Tarka daal is one of my favourite dishes ever. It's got beautiful spices and rich flavour without being hot spicy, so it's great if you're a bit of a wimp with the heat! This Anjum Anand recipe is a super easy one to follow and even better than the takeaway alternative.
I did this with Dishoom's Gunpowder Potatoes, which were incredible. I highly recommend getting their cookbook; there are so many dishes I'm excited to try from it, so watch this space! I also made naan breads from scratch and they were so great - it's super satisfying to watch them puff up in the pan and char slightly, even better brushed with some ghee.
Ingredients
250g red lentils, thoroughly rinsed
sunflower oil
1 tbsp cumin seeds
1 small onion
3-4 green chillies
2cm piece ginger, grated
3 garlic cloves
3 tomatoes
1 tsp ground turmeric
1 tsp garam masala
1 1/2 tsp ground coriander
salt and pepper
fresh coriander to serve
Method
1. Add the lentils and 900ml of water to a saucepan and bring to the boil. Skim off any froth, then reduce the heat, cover with a lid and simmer for 35-40 minutes until the lentils are tender.
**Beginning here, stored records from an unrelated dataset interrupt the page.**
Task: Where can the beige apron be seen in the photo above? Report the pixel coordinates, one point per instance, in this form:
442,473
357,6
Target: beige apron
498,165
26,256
Stir regularly and add more water if needed. Once cooked, stir to break down then set aside.
2. Meanwhile, heat oil in a frying pan and fry the cumin seeds for about 30 seconds, until fragrant. Add the onion, chillies and ginger, fry for a few minutes until browned.
3. Blend the garlic and tomatoes in a food processor and add to the pan, stirring to combine. Add the ground spices and 100ml of water to the pan, season to taste and simmer for 15 minutes. Add the cooked lentils to the sauce and stir well, bring to the boil and season to taste. Top with chopped coriander if using.